Im Seminar werden pragmatische und literarische Texte analysiert, aus denen sich ein Prozess der Transformation in der Beziehung zwischen Mensch, Gott und Natur im Übergang von der Epoche des ,Sturm und Drang' zur ,Weimarer Klassik' erschließen lässt. Ein Fokus liegt hier zunächst auf Goethes Lyrik: Hier wird eine Entwicklungslinie rekonstruiert, die von der rebellisch vorgetragenen Religionskritik eines prototypischen ,Stürmer und Dränger'-Subjekts im ,Prometheus' (1774) bis zur programmatischen Selbstbeschränkung menschlicher Subjektivität in ,Die Grenzen der Menschheit' (1781) im Zeichen der Weimarer Klassik führt. Ebenso wird ein Seitenblick auf besonders aussagekräftige Szenen des ,Faust I' geworfen, die das Drama menschlichen Erkenntnisstrebens verdeutlichen, von den Krisen der Gelehrsamkeit im ,Studierzimmer' über die Wendung vom Religiösen zum Weltlichen im ,Osterspaziergang' bis zur Entdeckung der Sexualität in der ,Gartenszene': Deutlich wird dabei, dass mit der Frage nach den ,Menschenbildern' auch die Konstruktion(en) von Geschlecht in der Weimarer Klassik zur Diskussion steht. Neben Goethe wird ein zweiter Schwerpunkt auf Schiller liegen, insbesondere auf dem ,Don Karlos' (1787) und der philosophischen Fundierung des dramatischen Bildungsdiskurses in den ,Briefen über die ästhetische Erziehung' (1795) .

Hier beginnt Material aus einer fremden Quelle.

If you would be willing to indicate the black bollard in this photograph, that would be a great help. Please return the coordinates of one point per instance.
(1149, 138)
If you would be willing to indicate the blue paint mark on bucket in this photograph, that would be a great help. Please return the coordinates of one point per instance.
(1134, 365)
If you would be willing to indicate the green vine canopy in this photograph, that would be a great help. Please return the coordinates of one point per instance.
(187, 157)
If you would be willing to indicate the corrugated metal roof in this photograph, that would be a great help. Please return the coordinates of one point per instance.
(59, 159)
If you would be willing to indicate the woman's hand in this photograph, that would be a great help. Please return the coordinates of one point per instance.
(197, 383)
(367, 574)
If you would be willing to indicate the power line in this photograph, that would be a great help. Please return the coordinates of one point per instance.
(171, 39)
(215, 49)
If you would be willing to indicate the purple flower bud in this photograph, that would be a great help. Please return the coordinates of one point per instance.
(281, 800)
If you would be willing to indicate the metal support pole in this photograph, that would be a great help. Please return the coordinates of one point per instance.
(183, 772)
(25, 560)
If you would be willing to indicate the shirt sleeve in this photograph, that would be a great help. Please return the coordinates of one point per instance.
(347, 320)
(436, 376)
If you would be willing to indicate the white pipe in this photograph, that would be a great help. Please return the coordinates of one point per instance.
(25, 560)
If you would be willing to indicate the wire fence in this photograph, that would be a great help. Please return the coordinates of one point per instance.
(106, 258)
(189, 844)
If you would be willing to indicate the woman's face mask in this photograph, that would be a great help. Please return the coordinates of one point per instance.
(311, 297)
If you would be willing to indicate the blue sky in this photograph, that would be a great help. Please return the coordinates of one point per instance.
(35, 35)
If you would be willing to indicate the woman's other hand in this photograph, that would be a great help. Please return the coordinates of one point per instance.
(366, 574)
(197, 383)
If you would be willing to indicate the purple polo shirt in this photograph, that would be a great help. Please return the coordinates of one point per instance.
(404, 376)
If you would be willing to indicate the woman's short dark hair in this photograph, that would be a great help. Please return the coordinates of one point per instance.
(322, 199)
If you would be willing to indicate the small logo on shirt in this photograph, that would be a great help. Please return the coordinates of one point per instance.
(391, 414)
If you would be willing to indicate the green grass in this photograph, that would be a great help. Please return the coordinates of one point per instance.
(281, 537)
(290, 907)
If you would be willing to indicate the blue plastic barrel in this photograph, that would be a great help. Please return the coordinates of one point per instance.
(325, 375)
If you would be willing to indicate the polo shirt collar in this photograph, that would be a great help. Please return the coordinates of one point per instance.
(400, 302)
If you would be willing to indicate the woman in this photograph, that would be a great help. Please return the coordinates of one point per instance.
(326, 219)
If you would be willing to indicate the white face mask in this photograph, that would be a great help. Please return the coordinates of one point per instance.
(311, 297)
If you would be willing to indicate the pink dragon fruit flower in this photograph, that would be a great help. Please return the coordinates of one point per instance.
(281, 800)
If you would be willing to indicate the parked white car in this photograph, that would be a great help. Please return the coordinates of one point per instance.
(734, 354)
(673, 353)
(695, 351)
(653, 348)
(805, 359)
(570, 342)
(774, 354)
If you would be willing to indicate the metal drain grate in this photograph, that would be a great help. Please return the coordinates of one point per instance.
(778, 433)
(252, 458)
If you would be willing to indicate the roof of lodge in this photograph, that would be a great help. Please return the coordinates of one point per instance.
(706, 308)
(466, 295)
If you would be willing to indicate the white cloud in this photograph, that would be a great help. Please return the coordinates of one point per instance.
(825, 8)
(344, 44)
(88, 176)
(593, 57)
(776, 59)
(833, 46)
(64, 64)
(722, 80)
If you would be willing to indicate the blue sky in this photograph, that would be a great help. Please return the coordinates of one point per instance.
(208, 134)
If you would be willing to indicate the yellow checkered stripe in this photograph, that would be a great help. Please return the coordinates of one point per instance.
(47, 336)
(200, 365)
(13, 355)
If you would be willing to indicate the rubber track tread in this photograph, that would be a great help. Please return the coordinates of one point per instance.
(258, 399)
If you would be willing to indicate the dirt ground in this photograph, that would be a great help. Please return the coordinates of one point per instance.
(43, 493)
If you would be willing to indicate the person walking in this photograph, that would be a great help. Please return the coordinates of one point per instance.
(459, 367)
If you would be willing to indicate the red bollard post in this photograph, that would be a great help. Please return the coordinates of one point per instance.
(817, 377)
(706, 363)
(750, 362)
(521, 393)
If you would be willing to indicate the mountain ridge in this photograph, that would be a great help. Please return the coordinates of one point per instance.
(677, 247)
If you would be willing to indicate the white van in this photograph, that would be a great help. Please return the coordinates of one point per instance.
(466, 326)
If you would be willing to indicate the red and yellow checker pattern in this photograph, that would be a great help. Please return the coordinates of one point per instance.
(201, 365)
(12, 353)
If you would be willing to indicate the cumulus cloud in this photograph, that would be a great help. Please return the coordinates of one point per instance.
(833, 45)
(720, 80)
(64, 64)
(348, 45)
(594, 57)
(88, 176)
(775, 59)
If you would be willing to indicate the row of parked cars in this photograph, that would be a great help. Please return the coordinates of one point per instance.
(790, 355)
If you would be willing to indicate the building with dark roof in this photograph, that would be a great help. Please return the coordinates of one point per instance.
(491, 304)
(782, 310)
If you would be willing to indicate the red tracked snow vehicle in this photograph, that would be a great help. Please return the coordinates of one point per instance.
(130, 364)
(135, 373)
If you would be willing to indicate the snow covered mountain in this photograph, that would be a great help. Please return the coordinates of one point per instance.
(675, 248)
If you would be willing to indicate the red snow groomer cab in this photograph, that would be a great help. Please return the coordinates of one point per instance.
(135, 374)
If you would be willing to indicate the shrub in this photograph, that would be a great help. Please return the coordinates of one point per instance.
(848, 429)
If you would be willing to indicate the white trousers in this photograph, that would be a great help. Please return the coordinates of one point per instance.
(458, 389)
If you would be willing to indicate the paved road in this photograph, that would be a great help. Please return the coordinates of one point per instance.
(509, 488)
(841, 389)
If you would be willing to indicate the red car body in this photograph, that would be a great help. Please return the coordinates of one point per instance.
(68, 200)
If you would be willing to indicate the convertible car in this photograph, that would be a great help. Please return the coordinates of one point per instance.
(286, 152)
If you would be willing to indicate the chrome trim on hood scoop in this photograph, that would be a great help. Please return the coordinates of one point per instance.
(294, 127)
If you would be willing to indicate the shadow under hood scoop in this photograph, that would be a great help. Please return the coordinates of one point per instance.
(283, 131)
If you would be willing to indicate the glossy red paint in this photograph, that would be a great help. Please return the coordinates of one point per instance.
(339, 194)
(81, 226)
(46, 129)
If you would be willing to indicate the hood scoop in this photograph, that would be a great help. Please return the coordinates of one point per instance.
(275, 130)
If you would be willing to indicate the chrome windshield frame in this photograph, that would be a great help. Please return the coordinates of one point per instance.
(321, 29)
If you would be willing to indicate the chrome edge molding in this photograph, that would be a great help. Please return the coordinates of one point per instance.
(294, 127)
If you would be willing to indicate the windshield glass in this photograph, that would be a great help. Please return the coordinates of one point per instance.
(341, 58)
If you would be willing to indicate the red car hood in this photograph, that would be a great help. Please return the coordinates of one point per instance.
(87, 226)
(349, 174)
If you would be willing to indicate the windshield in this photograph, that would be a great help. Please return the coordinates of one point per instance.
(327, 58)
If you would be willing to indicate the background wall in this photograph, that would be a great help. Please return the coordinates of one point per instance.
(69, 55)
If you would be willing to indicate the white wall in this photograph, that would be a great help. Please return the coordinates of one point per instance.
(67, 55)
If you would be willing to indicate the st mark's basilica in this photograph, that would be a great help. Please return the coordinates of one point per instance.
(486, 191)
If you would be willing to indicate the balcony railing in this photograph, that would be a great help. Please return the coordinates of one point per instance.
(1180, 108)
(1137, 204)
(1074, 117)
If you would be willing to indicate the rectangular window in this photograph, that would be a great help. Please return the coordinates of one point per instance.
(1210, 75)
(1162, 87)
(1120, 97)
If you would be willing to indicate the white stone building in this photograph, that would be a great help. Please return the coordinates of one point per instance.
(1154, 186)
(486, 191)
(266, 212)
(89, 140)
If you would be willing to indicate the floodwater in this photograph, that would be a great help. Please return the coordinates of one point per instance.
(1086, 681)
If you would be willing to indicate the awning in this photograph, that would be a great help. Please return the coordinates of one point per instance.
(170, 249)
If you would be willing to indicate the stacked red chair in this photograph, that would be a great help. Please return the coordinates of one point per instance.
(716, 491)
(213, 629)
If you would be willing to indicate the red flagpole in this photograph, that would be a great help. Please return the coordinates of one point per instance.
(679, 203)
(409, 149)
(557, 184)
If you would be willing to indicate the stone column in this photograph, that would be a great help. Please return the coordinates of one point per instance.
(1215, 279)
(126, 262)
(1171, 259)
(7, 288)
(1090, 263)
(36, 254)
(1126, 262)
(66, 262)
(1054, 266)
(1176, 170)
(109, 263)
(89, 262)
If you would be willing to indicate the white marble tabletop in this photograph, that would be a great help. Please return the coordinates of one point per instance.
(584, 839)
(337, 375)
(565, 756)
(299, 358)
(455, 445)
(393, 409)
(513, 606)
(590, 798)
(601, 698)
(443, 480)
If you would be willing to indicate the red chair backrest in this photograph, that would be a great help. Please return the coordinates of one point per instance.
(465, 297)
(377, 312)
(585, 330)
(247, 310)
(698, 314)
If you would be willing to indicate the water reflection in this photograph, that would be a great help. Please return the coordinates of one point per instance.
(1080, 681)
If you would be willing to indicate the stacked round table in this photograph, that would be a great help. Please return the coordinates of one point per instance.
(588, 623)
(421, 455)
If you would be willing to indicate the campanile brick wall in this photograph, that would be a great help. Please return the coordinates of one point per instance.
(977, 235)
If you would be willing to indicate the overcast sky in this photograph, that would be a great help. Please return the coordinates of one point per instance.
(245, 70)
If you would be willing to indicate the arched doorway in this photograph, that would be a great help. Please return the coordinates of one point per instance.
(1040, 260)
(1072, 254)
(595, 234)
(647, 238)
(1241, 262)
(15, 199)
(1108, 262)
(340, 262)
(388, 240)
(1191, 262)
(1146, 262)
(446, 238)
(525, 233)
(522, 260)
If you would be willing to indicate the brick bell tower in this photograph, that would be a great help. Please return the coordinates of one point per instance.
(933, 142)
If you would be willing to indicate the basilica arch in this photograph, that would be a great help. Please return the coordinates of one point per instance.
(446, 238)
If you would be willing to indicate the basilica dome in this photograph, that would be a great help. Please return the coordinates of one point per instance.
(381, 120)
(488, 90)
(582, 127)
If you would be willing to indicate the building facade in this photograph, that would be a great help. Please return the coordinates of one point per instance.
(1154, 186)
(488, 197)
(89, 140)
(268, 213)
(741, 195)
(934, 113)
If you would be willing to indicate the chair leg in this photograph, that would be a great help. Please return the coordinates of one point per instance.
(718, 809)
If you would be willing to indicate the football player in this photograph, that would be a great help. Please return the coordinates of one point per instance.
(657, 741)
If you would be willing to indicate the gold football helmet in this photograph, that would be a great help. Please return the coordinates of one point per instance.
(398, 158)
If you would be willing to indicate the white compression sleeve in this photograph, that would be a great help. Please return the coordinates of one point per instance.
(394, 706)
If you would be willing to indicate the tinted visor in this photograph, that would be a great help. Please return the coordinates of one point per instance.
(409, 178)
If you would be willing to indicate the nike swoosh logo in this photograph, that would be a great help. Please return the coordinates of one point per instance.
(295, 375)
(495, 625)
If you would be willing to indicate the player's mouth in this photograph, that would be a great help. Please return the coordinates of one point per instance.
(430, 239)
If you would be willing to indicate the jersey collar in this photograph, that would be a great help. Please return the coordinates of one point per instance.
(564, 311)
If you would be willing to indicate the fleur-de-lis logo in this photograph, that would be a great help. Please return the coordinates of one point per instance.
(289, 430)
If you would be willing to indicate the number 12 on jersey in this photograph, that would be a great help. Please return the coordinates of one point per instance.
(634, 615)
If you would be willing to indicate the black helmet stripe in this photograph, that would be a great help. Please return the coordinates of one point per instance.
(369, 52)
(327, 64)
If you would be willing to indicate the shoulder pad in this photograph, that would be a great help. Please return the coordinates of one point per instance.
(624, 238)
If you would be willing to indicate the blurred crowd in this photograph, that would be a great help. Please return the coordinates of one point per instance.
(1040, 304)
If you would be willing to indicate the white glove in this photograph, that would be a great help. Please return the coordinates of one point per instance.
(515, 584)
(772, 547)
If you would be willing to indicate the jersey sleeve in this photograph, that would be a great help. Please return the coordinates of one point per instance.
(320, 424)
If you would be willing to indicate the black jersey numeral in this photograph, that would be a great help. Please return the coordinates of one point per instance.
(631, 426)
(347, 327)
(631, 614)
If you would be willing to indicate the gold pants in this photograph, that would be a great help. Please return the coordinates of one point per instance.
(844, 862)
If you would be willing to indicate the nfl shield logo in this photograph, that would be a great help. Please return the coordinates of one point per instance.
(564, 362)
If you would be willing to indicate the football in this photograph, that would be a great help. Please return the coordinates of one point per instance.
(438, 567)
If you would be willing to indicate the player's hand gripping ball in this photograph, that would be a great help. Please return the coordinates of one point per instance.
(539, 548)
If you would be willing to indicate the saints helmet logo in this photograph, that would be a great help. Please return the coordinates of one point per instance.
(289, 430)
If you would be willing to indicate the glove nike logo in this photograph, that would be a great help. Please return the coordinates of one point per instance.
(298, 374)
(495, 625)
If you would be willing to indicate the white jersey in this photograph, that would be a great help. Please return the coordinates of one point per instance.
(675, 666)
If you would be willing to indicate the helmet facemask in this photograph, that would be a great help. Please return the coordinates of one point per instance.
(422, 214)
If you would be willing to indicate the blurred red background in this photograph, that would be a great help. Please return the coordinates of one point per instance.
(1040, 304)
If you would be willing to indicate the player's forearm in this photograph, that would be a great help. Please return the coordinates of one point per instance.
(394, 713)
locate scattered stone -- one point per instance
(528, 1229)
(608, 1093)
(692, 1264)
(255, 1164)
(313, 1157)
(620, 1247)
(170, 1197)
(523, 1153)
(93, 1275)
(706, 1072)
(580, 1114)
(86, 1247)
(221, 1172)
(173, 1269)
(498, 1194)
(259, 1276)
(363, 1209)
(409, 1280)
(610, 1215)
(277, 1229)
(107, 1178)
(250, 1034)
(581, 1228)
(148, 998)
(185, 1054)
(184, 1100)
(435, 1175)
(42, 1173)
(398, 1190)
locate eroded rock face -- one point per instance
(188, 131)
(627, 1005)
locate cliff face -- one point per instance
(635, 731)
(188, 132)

Das Seminar verfolgt ein doppeltes Ziel: Zum einen werden fachwissenschaftliche Kompetenzen der Analyse pragmatischer und literarischer Texte der Epoche eingeübt. Ein besonderer Fokus liegt hier auf der Technik des ,close reading', also der genauen, sinn- und formerschließenden Lektüre und Interpretation von lyrischen und dramatischen Texten in ihrem Epochenkontext. Gleichzeitig werden grundlegende akademische Formate eingeübt (Referat, Thesenpapier, Hausarbeit). Ein zweiter Schwerpunkt liegt auf der Vermittlung fachdidaktischer Kompetenzen. Das Thema "Menschenbilder in der Literatur im Zeitalter der Klassik" ist 2025 Abitur-Schwerpunktthema im Fach Deutsch in Berlin und Brandenburg. Vor diesem Hintergrund sollen fachdidaktische Ansätze zur Modellierung des Themas für den Unterricht in der gymnasialen Oberstufe entwickelt und erprobt werden. Auch hier werden die verschiedenen Ebenen in den Blick genommen (Unterrichtsreihe, Sequenz, Einzelstunde). Der Seminarleiter unterrichtet gerade selbst eine Unterrichtsreihe zum Thema am Evangelischen Gymnasium zum Grauen Kloster in Berlin, kann also konkrete Beispiele aus der Schulpraxis in das Seminar einbringen. Studien- und Prüfungsleistungen können sowohl zum fachwissenschaftlichen als auch zum fachdidaktischen Schwerpunkt erbracht werden.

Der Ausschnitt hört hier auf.